For its first hour, what seems like the perfect blend of director and subject – Spike Lee and the icon of black nationalism – feels like a dud. The then-Malcolm Little’s (Denzel Washington) pre-conversion days drag on forever, and Lee’s far too distracted by period detail (and his bad habit of casting himself). After this there’s still more than two hours to go.
Malcolm undergoes a monumental spiritual and political awakening, and the fireworks begin… Lee had been dreaming of an adaptation of The Autobiography Of Malcolm X since his NYU days, and his passion burns in every frame. Not everybody was so keen, though, and this disc’s thorough extras make clear that Lee had a fight on his hands from day one (predictably, he still sounds pissed off about it).
Somewhat bafflingly, the studio initially wanted Fiddler On The Roof director Norman Jewison at the helm. Lee won the battle to have his name on the back of the chair, but that struggle was nothing compared to the epic clashes he faced over the film’s budget.

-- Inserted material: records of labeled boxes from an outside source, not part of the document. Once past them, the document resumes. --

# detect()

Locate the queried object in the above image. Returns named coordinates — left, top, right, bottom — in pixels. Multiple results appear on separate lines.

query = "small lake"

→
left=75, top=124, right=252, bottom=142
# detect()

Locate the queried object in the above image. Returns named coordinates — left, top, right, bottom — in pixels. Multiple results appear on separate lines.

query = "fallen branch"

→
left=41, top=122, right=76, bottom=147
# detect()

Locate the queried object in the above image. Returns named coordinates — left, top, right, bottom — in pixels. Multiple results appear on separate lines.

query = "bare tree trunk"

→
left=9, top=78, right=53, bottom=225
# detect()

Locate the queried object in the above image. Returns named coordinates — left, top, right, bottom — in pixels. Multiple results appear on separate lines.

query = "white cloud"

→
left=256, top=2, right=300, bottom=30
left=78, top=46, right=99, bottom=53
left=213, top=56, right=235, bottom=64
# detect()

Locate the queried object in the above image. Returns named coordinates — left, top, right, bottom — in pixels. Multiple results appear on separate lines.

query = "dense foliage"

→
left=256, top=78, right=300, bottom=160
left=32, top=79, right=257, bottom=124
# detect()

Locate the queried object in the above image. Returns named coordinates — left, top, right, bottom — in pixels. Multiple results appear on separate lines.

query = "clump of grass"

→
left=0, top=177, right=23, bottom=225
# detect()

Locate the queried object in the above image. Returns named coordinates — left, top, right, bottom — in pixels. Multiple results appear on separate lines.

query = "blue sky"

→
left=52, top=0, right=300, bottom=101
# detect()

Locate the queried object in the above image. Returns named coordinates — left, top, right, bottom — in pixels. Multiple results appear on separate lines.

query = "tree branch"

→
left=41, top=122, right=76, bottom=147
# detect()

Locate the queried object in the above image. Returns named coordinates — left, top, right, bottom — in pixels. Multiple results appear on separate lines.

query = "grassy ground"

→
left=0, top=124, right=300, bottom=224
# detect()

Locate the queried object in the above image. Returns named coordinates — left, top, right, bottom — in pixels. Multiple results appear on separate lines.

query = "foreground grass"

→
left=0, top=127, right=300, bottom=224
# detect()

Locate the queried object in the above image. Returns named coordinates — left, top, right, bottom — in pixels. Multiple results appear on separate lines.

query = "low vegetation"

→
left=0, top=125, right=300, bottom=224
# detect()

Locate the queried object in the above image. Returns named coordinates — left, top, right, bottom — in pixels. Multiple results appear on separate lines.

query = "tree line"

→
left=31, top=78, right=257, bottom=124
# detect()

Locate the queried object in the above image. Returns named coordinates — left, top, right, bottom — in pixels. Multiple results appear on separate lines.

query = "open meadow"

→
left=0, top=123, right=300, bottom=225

He would eventually scrabble together just about enough to make the film he wanted, but only after pretty much every black celebrity in America chipped in, with Lee himself donating two-thirds of his salary. Clashes like these tend not to result in anonymous hack-work and Malcolm X, whatever its historical basis, has the feel as much of an op-ed as a traditional biopic.
One of the few films of its kind to address its subject’s ideas, this is no hagiography. Malcolm said some questionable things, and Lee questions them. The portrayal of The Nation of Islam is brutal – the organisation pushes Malcolm to the fore and then cynically turns against him; in admitting and depicting this complexity, Lee’s film is far from the clarion call some feared in 1992.
He has an argument, and he’s not afraid to make it – which makes for some thrillingly combative cinema. And then there’s Washington. As you’d imagine, the star (notching up his third of five Oscar nods) dominates proceedings as Malcolm, and he’s on career-best form, capturing both public strength and private anxiety with all of the charisma of the real-life man.
Urgent and compelling and alive with a fiery intelligence, Malcolm X was hailed as one of the ’90s’ greats not long ago, but its star has waned in recent years. Now is the perfect time to rediscover it.